私の解答はもともと極めて単純なことだった。
つまり、あなたのそばに、できるだけ近くにいたいから。
すると次の疑問がページをめくるように現れる。
それはどうしてなのか?
あなたが大好きだから。
また次の疑問。
それはどうしてなのか?
自問自答を繰り返してゆく。
どうしてと返したくなるのはどうして?
そう思うのはどうして?
そして、あなたがいてくれるのはいったい何故なのか、と。
袋小路が見えてくる。
ページの順番どおりではなく、時には大量のページをとばしたり、かつて開いたことのあるページを、確認のために何度も見返すようなことさえある。
かなり分厚い「疑問全集」が、私の心の書架にずらりと並んでいるかのようだ。
きっとその本を開くと、見開きの片側のページは空白なのだ。
何故なら、その空白は私が解答を残すためのものだから。
そもそも、全集があるのなら、編んだのもそこに詰まっている疑問も、すべて私によるものだ。
解答を残すのも私にしかできないのだ。
*
なら、今ページを開いているのは第何巻なのだろう?
そして、この全集はいったい何巻までになるのだろう?
だって、私にはまだまだ刊行は継続中な気がするからだ。
考えたところで自分では答えが見つかるとは思えない疑問から、ちゃんと時間をかけて考えれば分かりそうな疑問まで、私は知らず知らずのうちにけっこうな量を貯め込んで、きっと見栄えがする豪華な装丁の本を書架に並べ続けてきたのだ。
── どうして?
いたちごっこと呼ばれる状況に、私はまたたどり着く。
どんな疑問でも、納得できない自問自答は必ずそこにたどり着く。
疑問が疑問を呼び、解答の手がかりが見つからなくなると、終了時間のないクイズ番組を見ているかのようなテレビのスイッチをオフにして、自問自答を終えるしかない。
稀に、途中の疑問のどこかで自ら納得できそうな名解答があったような気もすることがある。
としても、それは一過性のもので、そのときだけ、疑問のごく一部に該当するだけのささやかな納得だ。
遥か遠くにそびえ立つ「どうして」の山脈が……心の書架の全集が、いっそう見栄えを良くしているように思えてくる。
疑問がなくなることはない。
例え私の身体がなくなったとしても、魂が存在するならばいつまでも自問自答が終わらないかのような想像さえしてしまう。

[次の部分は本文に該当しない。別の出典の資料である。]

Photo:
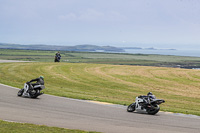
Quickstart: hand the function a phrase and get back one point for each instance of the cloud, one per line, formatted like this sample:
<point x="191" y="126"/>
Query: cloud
<point x="93" y="15"/>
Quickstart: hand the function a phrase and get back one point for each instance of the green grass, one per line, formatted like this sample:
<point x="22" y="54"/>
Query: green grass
<point x="118" y="84"/>
<point x="100" y="58"/>
<point x="13" y="127"/>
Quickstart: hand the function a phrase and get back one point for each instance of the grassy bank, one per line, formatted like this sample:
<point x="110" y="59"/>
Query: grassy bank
<point x="13" y="127"/>
<point x="101" y="58"/>
<point x="118" y="84"/>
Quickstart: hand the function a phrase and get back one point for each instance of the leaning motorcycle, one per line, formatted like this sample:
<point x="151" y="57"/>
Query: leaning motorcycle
<point x="148" y="104"/>
<point x="32" y="93"/>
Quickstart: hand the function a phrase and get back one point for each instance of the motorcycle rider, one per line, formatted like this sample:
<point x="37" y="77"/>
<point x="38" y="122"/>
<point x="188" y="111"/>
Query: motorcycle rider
<point x="57" y="57"/>
<point x="151" y="95"/>
<point x="39" y="81"/>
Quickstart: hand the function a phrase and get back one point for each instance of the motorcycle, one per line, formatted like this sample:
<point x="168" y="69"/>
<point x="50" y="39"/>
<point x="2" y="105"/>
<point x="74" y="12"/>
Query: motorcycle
<point x="148" y="104"/>
<point x="32" y="93"/>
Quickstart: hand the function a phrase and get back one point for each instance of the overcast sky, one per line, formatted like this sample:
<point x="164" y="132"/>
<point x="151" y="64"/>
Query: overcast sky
<point x="147" y="23"/>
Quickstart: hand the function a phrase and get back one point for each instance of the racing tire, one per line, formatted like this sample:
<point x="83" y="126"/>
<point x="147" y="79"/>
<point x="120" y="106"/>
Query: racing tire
<point x="20" y="92"/>
<point x="153" y="111"/>
<point x="34" y="93"/>
<point x="131" y="107"/>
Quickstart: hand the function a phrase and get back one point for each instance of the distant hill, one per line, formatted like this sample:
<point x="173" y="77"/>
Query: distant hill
<point x="85" y="47"/>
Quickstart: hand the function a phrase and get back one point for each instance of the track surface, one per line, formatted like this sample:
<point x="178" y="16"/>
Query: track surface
<point x="78" y="114"/>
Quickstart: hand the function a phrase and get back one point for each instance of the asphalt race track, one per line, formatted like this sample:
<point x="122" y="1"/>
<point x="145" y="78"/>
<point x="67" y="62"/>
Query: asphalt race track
<point x="90" y="116"/>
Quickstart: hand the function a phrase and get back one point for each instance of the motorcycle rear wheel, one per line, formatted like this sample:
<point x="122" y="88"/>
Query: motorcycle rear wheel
<point x="20" y="92"/>
<point x="131" y="107"/>
<point x="153" y="111"/>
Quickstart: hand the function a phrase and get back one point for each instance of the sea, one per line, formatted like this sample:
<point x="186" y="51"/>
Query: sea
<point x="177" y="52"/>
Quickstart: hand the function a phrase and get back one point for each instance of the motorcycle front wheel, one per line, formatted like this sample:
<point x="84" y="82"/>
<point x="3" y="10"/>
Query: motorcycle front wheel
<point x="131" y="107"/>
<point x="34" y="93"/>
<point x="154" y="110"/>
<point x="20" y="92"/>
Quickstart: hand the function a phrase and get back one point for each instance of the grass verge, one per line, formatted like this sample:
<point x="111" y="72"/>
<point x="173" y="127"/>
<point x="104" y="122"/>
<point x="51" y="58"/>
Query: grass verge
<point x="118" y="84"/>
<point x="13" y="127"/>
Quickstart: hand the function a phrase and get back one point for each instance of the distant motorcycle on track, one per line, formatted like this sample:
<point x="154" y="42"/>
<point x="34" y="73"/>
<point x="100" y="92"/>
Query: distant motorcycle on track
<point x="148" y="104"/>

自分ひとりでは解答できないさらなる難問が、数える気にならないくらいあの「全集」の内で、私がページを開くのを待っている。
そんな気がしてならない。
*
自分ひとりでは解答が見つからない疑問は、質問という形に換えて誰かに助けを求めることになる。
私はあらためてもう一度考えてみる。
質問の原点に戻って、あなたを好きになったきっかけを。
あなたほど私と会話が続く人はいない。
このことは過去完了形であり、現在進行形でもあって、他に誰かがいるなんて考えられない。
あなたは真剣に私のことを考えてくれる。
誰にも打ち明けたことはないが、あなたが本気で怒ってくれたとき、私の涙には嬉しさが溢れていた。
そのときのことは一生忘れない。
忘れるはずがない。
あの頃の私は、自分の人生だというのに、あなたの前でも脇役を演じていた。
今の私はそう理解している。
それまでに経験したことがないことが立て続けに私に起きていた。
私はそうした状況に自分を見失い、流されていた。
そして、自分の人生であるにも関わらず、いつの間にか周りの人たちにうまく合わせる脇役に成り下がっていた。

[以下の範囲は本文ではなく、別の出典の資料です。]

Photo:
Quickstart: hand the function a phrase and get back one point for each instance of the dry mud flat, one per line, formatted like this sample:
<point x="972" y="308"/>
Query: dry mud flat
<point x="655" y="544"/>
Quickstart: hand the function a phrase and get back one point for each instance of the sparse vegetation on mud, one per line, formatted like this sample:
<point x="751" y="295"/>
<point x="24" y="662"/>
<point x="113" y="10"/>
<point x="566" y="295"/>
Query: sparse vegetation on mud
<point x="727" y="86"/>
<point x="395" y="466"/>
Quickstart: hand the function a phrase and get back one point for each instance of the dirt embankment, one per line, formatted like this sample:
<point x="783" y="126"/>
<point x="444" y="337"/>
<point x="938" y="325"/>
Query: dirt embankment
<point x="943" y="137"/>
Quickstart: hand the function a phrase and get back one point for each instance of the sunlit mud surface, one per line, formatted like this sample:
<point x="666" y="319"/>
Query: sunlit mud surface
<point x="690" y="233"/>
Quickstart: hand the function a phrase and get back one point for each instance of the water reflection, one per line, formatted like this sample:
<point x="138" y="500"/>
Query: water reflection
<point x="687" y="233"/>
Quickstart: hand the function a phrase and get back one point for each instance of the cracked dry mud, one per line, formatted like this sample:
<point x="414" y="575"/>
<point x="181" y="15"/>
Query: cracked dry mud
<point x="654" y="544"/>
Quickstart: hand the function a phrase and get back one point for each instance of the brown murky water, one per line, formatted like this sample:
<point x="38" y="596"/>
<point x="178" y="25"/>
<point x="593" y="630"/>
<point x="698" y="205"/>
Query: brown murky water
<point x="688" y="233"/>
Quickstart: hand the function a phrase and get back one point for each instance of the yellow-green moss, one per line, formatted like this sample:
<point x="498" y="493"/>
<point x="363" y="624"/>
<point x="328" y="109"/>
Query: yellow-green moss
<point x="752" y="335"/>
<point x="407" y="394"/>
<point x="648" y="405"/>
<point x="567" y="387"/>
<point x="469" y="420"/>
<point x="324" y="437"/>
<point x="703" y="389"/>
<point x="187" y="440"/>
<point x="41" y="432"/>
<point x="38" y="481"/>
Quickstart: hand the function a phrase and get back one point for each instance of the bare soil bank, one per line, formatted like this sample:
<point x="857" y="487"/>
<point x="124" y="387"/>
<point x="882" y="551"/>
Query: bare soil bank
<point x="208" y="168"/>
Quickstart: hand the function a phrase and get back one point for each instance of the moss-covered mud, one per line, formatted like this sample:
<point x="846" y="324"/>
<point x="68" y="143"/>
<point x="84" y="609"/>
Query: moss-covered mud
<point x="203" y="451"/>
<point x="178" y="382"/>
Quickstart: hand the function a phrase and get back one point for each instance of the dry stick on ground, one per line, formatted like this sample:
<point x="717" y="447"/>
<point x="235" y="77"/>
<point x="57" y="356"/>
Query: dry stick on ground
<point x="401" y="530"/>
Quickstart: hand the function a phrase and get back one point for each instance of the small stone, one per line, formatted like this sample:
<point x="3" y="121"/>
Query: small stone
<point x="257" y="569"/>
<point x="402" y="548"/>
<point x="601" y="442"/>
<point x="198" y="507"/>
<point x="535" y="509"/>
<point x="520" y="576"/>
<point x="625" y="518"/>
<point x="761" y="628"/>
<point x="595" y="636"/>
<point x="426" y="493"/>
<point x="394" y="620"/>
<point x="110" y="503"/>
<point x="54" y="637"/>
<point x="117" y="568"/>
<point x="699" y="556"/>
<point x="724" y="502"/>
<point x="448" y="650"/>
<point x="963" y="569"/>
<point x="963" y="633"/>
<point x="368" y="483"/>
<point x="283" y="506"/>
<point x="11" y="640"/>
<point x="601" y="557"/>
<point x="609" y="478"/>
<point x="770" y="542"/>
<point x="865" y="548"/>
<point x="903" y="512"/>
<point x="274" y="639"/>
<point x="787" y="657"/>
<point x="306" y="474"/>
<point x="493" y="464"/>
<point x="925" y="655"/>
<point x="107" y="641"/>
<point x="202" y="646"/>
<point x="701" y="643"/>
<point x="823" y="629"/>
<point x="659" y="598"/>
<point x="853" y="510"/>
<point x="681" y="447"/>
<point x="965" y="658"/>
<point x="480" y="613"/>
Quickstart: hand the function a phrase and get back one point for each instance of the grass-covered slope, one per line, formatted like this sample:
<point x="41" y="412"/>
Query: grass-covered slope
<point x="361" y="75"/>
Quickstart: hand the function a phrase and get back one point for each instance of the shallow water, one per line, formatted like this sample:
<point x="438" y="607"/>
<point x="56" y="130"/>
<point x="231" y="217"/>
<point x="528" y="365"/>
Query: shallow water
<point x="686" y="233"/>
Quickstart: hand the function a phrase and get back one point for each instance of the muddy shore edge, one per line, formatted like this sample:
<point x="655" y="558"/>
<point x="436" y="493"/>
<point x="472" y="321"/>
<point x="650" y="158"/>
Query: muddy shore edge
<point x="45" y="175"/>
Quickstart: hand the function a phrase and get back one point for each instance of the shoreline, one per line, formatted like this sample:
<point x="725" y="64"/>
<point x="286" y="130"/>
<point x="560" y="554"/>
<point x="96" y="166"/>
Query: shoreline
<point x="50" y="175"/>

自分の人生の主役は、自分以外にあり得ないというのに。
私の人生は私自身だけが創造できるものなのに。
あなたはそのことを二度と忘れないように、心に刻めるように思い出させてくれたのだ。
普段は文字数が少ない返事ばかりで、ぼんやりしているかのように見えがちのあなたをよく知ってから、私はどんどん深く理解できるようになった。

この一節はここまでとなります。